Iron Horse sat hunched over his untouched drink, his elbows almost reaching both corners of his side of the table. "Sandoz," he asked after a little while, "is there anything that would persuade you to go back with us to Rakhat?"
Emilio snorted, and picked up his glass, taking a sip. "I honestly don’t think I could get drunk enough for that to seem like a good idea," he murmured, "but I suppose we could give it a try."
"Giuliani and the Pope both believe it’s God’s will that you go back," Danny persisted. "D. W. Yarbrough said that you were once wedded to God—"
/> "Nietzsche, of course, would argue that I am a widower," Emilio said crisply, cutting him off. "I consider that I am divorced. The separation was not amicable."
"Sandoz," Danny said carefully, "even Jesus thought that God had forsaken Him."
Emilio leaned back in his chair and stared now with the stony contempt of a boxer about to level an inadequate opponent. "You don’t want to try that with me," he advised, but Iron Horse would not drop his gaze. Sandoz shrugged: I gave fair warning. "It was all over for Jesus in three hours," he said softly, and Danny blinked. "I’m done with God, Danny. I want no more part of Him. If hell is the absence of God, then I shall be content in hell."
"My brother Walter’s daughter drowned," Danny said, reaching for the glass of rum and putting it at arm’s length. "Four years old. About six months after the funeral, Walt filed for divorce. It wasn’t my sister-in-law’s fault, but Walt needed someone to blame. He spent the next ten years trying to drink himself to death, and finally managed it. Rolled his car one night." Having made his point, he said, with no little compassion, "You must be very lonely."
"I was," Sandoz said. "Not anymore."
"Change your mind," Danny implored, leaning forward. "Please. Come with us."
Incredulous, Emilio gasped a laugh. "Danny, I’m getting married in twenty-five days!" He glanced at a clock. "And thirteen hours. And eleven minutes. But who’s counting, right?" His smile faded as he looked at Iron Horse; it was strangely affecting to see that big and unemotional man on the verge of tears. "Why is it so important to you?" Emilio asked. "Are you afraid? Danny, you and the others have so much more to go on than we had!

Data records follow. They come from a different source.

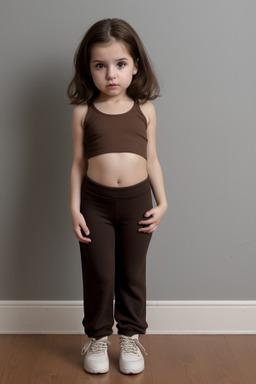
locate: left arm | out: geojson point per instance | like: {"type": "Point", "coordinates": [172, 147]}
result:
{"type": "Point", "coordinates": [155, 174]}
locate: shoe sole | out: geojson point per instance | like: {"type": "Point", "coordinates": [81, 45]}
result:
{"type": "Point", "coordinates": [96, 372]}
{"type": "Point", "coordinates": [131, 371]}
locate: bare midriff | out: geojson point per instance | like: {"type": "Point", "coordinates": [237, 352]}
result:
{"type": "Point", "coordinates": [117, 169]}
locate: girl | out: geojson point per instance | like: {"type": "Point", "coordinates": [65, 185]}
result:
{"type": "Point", "coordinates": [114, 165]}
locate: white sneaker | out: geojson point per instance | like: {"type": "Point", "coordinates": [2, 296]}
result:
{"type": "Point", "coordinates": [96, 355]}
{"type": "Point", "coordinates": [131, 360]}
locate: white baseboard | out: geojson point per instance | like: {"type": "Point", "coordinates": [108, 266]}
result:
{"type": "Point", "coordinates": [163, 317]}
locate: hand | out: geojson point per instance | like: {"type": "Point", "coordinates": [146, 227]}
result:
{"type": "Point", "coordinates": [156, 213]}
{"type": "Point", "coordinates": [80, 228]}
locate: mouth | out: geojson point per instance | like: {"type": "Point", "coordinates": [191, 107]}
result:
{"type": "Point", "coordinates": [112, 85]}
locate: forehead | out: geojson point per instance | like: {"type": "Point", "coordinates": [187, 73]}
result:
{"type": "Point", "coordinates": [109, 51]}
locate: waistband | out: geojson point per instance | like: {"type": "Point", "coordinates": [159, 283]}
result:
{"type": "Point", "coordinates": [115, 192]}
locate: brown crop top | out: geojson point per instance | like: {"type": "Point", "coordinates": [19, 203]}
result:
{"type": "Point", "coordinates": [104, 133]}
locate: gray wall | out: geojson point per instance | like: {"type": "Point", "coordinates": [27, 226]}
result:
{"type": "Point", "coordinates": [204, 55]}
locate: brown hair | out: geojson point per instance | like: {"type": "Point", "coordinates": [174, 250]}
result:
{"type": "Point", "coordinates": [144, 85]}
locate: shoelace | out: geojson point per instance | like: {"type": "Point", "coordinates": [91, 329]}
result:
{"type": "Point", "coordinates": [130, 345]}
{"type": "Point", "coordinates": [95, 346]}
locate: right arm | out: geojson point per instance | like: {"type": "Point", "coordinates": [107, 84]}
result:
{"type": "Point", "coordinates": [77, 174]}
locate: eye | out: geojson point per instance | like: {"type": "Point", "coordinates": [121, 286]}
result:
{"type": "Point", "coordinates": [121, 64]}
{"type": "Point", "coordinates": [99, 66]}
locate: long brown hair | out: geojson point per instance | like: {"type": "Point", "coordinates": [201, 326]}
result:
{"type": "Point", "coordinates": [144, 85]}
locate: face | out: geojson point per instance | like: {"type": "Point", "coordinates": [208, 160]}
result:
{"type": "Point", "coordinates": [112, 68]}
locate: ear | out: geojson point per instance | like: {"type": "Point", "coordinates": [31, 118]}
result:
{"type": "Point", "coordinates": [135, 69]}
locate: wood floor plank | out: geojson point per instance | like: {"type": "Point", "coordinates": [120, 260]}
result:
{"type": "Point", "coordinates": [216, 361]}
{"type": "Point", "coordinates": [172, 360]}
{"type": "Point", "coordinates": [177, 359]}
{"type": "Point", "coordinates": [244, 350]}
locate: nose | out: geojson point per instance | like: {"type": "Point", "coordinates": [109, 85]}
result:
{"type": "Point", "coordinates": [111, 73]}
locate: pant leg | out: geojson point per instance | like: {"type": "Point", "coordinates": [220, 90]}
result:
{"type": "Point", "coordinates": [130, 280]}
{"type": "Point", "coordinates": [98, 266]}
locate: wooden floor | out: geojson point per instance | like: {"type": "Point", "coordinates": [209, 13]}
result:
{"type": "Point", "coordinates": [172, 359]}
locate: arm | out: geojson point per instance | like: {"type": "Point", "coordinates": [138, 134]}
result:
{"type": "Point", "coordinates": [76, 177]}
{"type": "Point", "coordinates": [155, 175]}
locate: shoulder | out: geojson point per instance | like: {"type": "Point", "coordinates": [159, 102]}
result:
{"type": "Point", "coordinates": [149, 111]}
{"type": "Point", "coordinates": [79, 114]}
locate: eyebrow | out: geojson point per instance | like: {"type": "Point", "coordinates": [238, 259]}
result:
{"type": "Point", "coordinates": [101, 61]}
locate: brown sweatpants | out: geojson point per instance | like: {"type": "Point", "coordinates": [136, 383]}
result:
{"type": "Point", "coordinates": [114, 263]}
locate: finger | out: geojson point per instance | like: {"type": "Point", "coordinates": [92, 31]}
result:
{"type": "Point", "coordinates": [146, 222]}
{"type": "Point", "coordinates": [85, 229]}
{"type": "Point", "coordinates": [81, 236]}
{"type": "Point", "coordinates": [149, 229]}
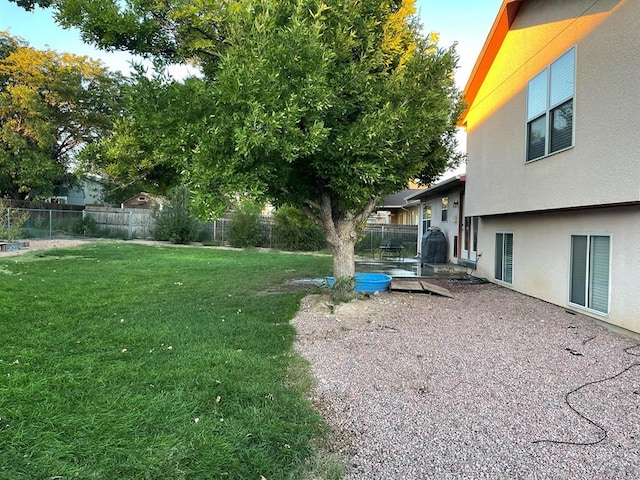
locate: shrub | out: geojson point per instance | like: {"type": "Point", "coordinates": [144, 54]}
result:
{"type": "Point", "coordinates": [84, 226]}
{"type": "Point", "coordinates": [245, 229]}
{"type": "Point", "coordinates": [293, 230]}
{"type": "Point", "coordinates": [174, 222]}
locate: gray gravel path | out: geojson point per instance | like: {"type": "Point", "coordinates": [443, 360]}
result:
{"type": "Point", "coordinates": [417, 386]}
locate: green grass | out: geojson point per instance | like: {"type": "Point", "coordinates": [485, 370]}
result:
{"type": "Point", "coordinates": [123, 361]}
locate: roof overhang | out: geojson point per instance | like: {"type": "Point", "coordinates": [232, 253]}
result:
{"type": "Point", "coordinates": [501, 26]}
{"type": "Point", "coordinates": [453, 183]}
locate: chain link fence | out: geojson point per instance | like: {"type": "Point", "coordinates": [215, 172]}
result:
{"type": "Point", "coordinates": [373, 236]}
{"type": "Point", "coordinates": [137, 223]}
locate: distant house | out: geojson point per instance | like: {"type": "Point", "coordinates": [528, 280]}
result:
{"type": "Point", "coordinates": [396, 209]}
{"type": "Point", "coordinates": [442, 205]}
{"type": "Point", "coordinates": [553, 160]}
{"type": "Point", "coordinates": [89, 191]}
{"type": "Point", "coordinates": [143, 200]}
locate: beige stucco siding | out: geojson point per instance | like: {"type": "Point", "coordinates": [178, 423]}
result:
{"type": "Point", "coordinates": [603, 166]}
{"type": "Point", "coordinates": [450, 227]}
{"type": "Point", "coordinates": [541, 256]}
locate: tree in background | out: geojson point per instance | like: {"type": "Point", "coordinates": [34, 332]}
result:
{"type": "Point", "coordinates": [51, 105]}
{"type": "Point", "coordinates": [324, 105]}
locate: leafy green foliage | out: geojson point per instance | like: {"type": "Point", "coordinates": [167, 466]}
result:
{"type": "Point", "coordinates": [175, 222]}
{"type": "Point", "coordinates": [51, 105]}
{"type": "Point", "coordinates": [152, 362]}
{"type": "Point", "coordinates": [245, 229]}
{"type": "Point", "coordinates": [325, 106]}
{"type": "Point", "coordinates": [293, 230]}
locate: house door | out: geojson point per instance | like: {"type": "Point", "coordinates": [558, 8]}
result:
{"type": "Point", "coordinates": [470, 239]}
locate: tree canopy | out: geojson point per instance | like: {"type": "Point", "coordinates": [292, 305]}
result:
{"type": "Point", "coordinates": [322, 104]}
{"type": "Point", "coordinates": [51, 104]}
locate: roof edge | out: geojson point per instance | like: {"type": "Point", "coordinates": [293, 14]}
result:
{"type": "Point", "coordinates": [501, 26]}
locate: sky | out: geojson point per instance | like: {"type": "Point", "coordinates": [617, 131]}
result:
{"type": "Point", "coordinates": [466, 22]}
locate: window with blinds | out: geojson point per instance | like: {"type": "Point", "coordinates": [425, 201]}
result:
{"type": "Point", "coordinates": [550, 108]}
{"type": "Point", "coordinates": [504, 257]}
{"type": "Point", "coordinates": [589, 286]}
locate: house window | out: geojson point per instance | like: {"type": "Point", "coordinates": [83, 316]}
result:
{"type": "Point", "coordinates": [590, 272]}
{"type": "Point", "coordinates": [504, 257]}
{"type": "Point", "coordinates": [426, 218]}
{"type": "Point", "coordinates": [550, 108]}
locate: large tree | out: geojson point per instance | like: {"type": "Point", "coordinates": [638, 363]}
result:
{"type": "Point", "coordinates": [51, 104]}
{"type": "Point", "coordinates": [322, 104]}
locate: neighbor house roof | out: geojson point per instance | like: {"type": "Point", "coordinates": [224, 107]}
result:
{"type": "Point", "coordinates": [501, 25]}
{"type": "Point", "coordinates": [400, 199]}
{"type": "Point", "coordinates": [439, 188]}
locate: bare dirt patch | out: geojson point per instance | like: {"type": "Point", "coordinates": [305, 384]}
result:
{"type": "Point", "coordinates": [44, 245]}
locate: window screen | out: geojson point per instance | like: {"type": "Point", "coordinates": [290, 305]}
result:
{"type": "Point", "coordinates": [550, 108]}
{"type": "Point", "coordinates": [504, 257]}
{"type": "Point", "coordinates": [589, 286]}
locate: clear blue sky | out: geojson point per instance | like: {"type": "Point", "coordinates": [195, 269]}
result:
{"type": "Point", "coordinates": [464, 21]}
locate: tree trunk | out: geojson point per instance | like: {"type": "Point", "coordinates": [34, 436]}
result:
{"type": "Point", "coordinates": [343, 250]}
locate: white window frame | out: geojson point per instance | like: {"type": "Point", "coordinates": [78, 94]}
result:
{"type": "Point", "coordinates": [444, 209]}
{"type": "Point", "coordinates": [503, 263]}
{"type": "Point", "coordinates": [551, 105]}
{"type": "Point", "coordinates": [588, 274]}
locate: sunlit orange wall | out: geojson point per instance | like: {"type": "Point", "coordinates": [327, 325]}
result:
{"type": "Point", "coordinates": [533, 42]}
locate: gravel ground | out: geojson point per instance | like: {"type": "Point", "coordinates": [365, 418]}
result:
{"type": "Point", "coordinates": [489, 385]}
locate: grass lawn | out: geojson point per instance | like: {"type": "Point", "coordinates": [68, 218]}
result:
{"type": "Point", "coordinates": [124, 361]}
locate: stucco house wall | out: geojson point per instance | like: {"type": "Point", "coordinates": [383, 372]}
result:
{"type": "Point", "coordinates": [607, 96]}
{"type": "Point", "coordinates": [590, 188]}
{"type": "Point", "coordinates": [541, 257]}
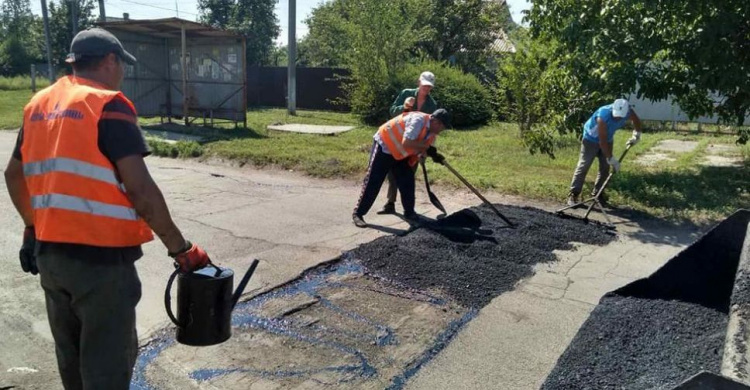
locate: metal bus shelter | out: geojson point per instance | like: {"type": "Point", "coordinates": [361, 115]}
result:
{"type": "Point", "coordinates": [185, 70]}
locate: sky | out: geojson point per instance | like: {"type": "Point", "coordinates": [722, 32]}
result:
{"type": "Point", "coordinates": [187, 9]}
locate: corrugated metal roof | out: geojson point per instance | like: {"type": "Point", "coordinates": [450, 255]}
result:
{"type": "Point", "coordinates": [167, 28]}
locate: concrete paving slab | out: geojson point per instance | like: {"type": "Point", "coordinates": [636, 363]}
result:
{"type": "Point", "coordinates": [721, 161]}
{"type": "Point", "coordinates": [170, 137]}
{"type": "Point", "coordinates": [654, 159]}
{"type": "Point", "coordinates": [723, 149]}
{"type": "Point", "coordinates": [528, 334]}
{"type": "Point", "coordinates": [311, 129]}
{"type": "Point", "coordinates": [676, 146]}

Yes, you’ll make mistakes, but at least they won’t be the same ones we made." Iron Horse looked away, his eyes glittering. "Danny," Emilio ventured, "is there something else…?"
"Yes. No—. I don’t know," Danny said finally. "I–I need to think about this…. But—. Just don’t trust any of the Giulianis, Sandoz."
Confused, Emilio frowned. Danny seemed to think he was revealing some great secret, but everybody knew that the Father General’s family was Camorra. At a loss, and looking for a way out, Emilio could only change the subject. "Listen, John was asking me about some Ruanja syntax—I put together some notes for him this evening, but I know I was working on something similar just before—before the massacre. I told Giuliani to dump everything we sent back to my system, but I can’t find that file. Is there any chance that some of my stuff is stored separately?"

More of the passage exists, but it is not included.